On Monday, Nov 18, The Royal Commission into Institutional Responses to Child Sexual Abuse started a public hearing examining the response of the Anglican Diocese of Grafton to claims of child sexual abuse at the North Coast Children's Home in Lismore and the policies and procedures of the Diocese in handling a group claim.

The public hearing was focused on the victims claiming abuse against the diocese from 2005.

"This hearing will investigate whether the Diocese followed appropriate policies and procedures with respect to a group claim made by victims. It will examine how the group claim was settled and what occurred when former residents of North Coast Children's Home came forward seeking compensation after the group claim had been settled," Royal Commission CEO Jannette Dines, said.

"This historical example of institutional child sexual abuse will help the community to be better informed about how claims were dealt with by the Anglican Diocese of Grafton and is expected to highlight just how devastating and long-lasting the effects of child sexual abuse are," Ms Dines added.

The public hearing opened a pandora's box about a Paedophile Ring priests group that beat and lick children under the disguise of a cleansing ritual. Worse, this paedophile ring was founded with a licence by the church and whose key officials were senior church officials.

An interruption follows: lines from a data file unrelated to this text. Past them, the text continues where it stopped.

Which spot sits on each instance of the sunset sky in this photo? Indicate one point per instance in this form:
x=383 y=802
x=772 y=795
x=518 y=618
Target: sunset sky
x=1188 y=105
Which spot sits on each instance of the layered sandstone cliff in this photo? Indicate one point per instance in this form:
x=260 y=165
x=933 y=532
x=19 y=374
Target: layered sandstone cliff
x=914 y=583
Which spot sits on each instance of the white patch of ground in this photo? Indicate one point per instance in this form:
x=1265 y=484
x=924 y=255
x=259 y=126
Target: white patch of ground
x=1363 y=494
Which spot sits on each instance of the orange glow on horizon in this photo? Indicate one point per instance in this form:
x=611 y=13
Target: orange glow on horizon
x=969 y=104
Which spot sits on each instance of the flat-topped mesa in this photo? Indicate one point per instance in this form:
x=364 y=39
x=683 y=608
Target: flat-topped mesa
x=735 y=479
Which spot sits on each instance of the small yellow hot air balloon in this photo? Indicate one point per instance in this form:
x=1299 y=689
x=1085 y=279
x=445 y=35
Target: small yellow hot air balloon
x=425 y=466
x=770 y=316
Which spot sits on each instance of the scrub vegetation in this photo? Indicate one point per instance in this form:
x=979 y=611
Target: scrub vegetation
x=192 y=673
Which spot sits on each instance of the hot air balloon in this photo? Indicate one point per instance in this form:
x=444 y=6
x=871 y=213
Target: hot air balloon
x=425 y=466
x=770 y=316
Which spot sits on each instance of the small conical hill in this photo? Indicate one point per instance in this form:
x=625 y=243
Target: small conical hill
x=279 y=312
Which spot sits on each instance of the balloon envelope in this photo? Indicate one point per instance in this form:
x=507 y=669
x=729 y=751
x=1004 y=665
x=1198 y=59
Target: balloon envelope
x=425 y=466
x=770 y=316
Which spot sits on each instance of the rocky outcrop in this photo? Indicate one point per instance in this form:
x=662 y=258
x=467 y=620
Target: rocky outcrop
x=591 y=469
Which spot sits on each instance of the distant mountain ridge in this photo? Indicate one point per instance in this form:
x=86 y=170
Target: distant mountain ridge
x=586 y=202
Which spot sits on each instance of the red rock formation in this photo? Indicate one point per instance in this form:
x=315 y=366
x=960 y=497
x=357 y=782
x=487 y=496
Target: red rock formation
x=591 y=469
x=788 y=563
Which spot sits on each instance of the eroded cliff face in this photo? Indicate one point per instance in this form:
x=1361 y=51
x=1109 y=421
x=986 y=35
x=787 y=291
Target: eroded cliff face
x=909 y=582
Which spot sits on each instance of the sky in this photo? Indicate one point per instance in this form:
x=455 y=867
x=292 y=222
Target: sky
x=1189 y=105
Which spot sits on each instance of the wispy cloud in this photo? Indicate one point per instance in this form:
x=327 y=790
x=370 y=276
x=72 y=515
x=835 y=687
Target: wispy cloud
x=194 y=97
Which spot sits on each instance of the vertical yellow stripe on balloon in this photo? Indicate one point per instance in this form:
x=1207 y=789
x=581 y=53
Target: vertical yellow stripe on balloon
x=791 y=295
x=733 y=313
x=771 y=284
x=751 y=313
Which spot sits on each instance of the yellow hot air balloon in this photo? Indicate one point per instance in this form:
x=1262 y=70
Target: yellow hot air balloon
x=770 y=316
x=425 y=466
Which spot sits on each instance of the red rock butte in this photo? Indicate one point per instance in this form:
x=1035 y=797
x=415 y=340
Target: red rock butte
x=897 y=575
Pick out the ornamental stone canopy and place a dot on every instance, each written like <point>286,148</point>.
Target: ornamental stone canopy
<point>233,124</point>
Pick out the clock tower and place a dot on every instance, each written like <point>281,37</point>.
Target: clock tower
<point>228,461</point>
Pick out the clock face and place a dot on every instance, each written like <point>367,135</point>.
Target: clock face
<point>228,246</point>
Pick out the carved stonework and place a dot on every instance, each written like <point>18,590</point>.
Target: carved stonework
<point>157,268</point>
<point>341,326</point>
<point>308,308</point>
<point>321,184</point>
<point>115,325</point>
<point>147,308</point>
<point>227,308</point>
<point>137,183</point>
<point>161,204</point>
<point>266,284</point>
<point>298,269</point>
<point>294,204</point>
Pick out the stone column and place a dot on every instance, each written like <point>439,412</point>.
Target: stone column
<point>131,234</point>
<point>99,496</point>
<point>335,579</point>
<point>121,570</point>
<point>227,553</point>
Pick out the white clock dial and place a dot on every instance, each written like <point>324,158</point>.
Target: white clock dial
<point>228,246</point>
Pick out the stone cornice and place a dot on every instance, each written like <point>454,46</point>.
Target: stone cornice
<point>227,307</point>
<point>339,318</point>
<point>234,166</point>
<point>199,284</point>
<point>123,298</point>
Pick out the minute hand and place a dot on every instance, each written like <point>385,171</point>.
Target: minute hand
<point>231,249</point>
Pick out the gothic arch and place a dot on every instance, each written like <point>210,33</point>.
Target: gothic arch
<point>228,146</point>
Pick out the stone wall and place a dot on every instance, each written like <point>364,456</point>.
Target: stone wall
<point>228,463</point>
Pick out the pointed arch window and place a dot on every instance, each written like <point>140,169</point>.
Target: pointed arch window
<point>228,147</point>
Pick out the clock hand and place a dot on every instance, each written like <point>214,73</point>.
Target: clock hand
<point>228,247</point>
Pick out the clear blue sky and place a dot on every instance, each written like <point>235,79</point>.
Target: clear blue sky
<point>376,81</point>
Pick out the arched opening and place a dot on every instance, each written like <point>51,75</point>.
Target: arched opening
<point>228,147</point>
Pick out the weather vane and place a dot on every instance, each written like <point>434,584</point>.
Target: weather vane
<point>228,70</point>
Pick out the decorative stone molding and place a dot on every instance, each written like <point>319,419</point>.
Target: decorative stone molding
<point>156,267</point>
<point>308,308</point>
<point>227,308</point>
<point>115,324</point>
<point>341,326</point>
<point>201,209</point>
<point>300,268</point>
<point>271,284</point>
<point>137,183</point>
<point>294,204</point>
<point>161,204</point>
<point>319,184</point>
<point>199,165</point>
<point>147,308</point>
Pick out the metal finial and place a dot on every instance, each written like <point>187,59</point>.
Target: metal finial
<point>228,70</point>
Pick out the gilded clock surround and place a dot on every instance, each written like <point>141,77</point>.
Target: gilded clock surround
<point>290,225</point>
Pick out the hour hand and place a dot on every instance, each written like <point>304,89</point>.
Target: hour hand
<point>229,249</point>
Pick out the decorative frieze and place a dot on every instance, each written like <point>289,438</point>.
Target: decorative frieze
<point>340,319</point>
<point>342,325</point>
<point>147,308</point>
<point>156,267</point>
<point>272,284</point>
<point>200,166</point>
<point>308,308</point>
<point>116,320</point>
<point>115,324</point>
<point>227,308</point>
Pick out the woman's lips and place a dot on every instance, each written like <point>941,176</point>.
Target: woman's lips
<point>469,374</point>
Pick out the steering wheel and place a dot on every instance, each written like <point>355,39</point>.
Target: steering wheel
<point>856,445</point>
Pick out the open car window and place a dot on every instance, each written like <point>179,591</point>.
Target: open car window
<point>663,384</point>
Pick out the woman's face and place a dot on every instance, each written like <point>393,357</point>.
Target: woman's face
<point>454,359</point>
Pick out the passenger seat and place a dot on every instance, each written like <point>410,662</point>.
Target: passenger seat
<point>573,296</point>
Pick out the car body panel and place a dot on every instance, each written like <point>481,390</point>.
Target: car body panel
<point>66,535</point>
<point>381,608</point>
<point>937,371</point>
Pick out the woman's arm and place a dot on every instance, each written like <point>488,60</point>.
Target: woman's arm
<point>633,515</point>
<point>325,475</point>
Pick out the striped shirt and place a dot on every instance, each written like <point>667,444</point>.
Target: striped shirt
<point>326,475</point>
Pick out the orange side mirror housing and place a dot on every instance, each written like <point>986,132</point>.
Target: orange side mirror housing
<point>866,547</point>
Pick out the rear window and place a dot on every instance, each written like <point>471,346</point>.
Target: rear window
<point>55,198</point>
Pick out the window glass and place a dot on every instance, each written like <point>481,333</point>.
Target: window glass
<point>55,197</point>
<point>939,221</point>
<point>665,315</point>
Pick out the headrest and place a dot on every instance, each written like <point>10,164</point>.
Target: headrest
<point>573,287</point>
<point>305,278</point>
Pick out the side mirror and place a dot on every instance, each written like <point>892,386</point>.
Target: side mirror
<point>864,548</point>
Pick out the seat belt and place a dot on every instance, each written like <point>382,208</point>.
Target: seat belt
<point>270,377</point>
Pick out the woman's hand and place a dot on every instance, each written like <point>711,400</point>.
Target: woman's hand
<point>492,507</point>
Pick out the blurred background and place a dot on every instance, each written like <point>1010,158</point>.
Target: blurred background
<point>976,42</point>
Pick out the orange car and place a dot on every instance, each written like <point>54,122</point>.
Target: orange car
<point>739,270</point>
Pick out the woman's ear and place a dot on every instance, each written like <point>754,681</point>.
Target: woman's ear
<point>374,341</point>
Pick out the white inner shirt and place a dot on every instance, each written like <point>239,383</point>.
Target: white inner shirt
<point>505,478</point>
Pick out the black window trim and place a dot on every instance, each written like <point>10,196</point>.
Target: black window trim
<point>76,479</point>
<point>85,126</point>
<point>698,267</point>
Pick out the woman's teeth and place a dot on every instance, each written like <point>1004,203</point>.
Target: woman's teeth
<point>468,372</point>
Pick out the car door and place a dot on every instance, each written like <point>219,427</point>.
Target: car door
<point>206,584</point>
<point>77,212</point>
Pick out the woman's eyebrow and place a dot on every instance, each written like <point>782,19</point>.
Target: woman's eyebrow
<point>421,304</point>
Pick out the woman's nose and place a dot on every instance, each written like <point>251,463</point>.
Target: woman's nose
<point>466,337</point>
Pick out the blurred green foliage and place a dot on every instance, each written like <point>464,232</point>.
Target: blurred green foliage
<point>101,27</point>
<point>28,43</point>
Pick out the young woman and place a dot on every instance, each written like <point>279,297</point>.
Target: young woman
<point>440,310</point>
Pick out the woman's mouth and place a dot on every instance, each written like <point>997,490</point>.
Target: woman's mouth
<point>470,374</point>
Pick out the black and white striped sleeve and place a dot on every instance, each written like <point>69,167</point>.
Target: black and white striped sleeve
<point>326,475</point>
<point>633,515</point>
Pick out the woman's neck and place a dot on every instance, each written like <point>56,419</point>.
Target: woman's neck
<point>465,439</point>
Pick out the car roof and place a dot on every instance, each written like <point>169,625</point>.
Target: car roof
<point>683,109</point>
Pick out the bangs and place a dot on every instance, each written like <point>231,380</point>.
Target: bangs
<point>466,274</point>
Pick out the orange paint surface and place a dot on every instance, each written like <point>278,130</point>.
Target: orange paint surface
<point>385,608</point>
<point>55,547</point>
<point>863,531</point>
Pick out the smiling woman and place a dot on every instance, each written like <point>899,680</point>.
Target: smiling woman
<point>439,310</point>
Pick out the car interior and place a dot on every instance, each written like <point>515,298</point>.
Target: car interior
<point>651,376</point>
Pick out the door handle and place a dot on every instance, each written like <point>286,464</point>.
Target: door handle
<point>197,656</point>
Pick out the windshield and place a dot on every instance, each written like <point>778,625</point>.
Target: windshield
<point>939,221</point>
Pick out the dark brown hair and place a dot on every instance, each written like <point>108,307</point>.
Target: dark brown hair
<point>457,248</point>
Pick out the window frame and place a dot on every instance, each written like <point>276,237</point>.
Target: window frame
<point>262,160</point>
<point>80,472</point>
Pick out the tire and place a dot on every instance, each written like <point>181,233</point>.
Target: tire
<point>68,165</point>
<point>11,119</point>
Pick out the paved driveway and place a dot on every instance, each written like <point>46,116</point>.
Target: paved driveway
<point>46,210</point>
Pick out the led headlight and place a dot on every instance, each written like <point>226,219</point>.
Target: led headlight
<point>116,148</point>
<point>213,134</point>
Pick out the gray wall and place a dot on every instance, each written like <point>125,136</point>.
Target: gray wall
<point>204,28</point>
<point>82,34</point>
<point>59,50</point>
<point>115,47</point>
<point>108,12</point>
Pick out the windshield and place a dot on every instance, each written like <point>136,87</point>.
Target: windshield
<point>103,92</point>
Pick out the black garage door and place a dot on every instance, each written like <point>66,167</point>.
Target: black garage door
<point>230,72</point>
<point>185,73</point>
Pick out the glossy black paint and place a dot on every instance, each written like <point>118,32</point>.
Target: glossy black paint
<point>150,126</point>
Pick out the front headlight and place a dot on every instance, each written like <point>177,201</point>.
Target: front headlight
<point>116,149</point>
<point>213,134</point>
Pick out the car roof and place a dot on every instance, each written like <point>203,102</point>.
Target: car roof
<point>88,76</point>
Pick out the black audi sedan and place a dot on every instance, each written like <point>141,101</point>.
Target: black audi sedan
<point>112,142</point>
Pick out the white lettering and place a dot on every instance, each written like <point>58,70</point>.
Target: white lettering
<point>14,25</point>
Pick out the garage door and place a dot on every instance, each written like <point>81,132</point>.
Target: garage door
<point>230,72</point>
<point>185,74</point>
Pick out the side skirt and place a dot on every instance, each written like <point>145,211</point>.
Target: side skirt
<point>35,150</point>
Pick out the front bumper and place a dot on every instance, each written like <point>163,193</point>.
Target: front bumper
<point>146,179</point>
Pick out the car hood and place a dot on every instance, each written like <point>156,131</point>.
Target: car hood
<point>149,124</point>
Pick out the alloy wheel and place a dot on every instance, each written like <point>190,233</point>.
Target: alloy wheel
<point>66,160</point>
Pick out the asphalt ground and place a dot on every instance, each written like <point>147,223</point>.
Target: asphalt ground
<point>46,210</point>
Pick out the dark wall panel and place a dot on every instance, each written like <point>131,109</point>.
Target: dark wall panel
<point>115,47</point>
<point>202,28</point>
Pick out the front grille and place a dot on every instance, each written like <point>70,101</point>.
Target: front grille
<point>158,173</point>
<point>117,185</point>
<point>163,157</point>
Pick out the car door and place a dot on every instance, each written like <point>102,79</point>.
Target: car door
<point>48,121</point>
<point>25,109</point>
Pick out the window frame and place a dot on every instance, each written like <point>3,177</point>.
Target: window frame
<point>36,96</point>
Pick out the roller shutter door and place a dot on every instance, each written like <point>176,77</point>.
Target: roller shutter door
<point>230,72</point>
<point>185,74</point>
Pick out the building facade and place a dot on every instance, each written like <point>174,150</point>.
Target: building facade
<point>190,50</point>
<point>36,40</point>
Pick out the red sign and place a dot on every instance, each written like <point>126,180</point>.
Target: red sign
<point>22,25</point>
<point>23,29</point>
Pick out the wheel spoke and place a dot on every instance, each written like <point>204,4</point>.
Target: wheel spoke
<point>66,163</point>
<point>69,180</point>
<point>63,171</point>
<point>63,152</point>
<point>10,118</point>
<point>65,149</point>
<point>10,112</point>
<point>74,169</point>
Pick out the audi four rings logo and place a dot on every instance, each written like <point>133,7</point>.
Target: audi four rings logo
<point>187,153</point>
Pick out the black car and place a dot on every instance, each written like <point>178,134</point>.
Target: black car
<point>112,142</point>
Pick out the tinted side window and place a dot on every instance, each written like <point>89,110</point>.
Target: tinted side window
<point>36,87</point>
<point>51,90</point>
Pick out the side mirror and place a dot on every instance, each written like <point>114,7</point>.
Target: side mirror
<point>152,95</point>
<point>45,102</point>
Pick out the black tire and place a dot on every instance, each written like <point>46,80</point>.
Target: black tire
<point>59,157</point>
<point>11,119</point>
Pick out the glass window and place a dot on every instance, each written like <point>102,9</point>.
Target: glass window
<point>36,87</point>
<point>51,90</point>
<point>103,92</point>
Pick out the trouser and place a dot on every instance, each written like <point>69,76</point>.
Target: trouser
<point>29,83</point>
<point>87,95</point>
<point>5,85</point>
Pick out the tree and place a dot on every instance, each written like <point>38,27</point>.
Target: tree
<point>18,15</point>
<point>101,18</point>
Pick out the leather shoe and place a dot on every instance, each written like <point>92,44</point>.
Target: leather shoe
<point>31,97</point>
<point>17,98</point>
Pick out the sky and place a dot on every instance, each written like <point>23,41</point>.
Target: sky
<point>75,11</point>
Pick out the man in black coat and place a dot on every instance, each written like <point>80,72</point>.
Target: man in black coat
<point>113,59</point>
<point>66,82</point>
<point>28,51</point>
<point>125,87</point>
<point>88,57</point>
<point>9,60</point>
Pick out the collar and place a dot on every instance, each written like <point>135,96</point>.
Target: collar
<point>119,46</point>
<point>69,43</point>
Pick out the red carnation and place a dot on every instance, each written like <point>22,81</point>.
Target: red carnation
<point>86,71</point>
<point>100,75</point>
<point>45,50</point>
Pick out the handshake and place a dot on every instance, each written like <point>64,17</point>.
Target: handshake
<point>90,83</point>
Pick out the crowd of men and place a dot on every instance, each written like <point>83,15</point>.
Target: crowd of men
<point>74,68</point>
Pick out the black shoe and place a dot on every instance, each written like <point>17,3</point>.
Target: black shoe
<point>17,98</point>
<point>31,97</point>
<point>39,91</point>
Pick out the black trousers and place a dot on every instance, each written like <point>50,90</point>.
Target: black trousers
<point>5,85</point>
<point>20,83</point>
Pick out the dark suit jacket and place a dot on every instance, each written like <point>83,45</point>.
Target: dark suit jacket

One victim (identity withdrawn) detailed the abuse he experienced when he was about three or four years old.

"I remember going to the rectory and I would be made to lie naked on the floor and the minister would put this stuff on my chest like a cross and then he would lick it off, right down to my genitals," the victim testified.

"That was called a cleansing process..."

Royal Commission also heard that rape was prevalent. There were also violent beatings like being down on all fours and asked to eat food from the floor.

In a separate tell-all interview with News.com.au, a successful press photographer at present, Richard "Tommy" Campion told of the abuse he suffered at the Church of England North Coast Children's Home.

He recalled that they were beaten by sticks, belts and whips. The home's matron was always drunk, and would beat them with belts until they bled and could not get up from the floor. They were beaten for not eating dinner, not making their beds and not reading the part of the Bible they were asked to read. Sometimes, they were starved, locked in cupboards for up to an hour or made to stand on one leg. As for the younger kids who still soiled their beds, their faces were rubbed in their faeces and urine and asked to wash their own heavy blankets.

During one instance, when he cannot remember a Bible passage, he was whipped until blood gushed from his back. The matron only stopped when she was tired of whipping. Mr Campion was only nine or ten years old at that time.

However, for him, the most unforgettable of all was being "sexually abused by a minister."

"Lots of kids were," Mr Campion darkly recalled.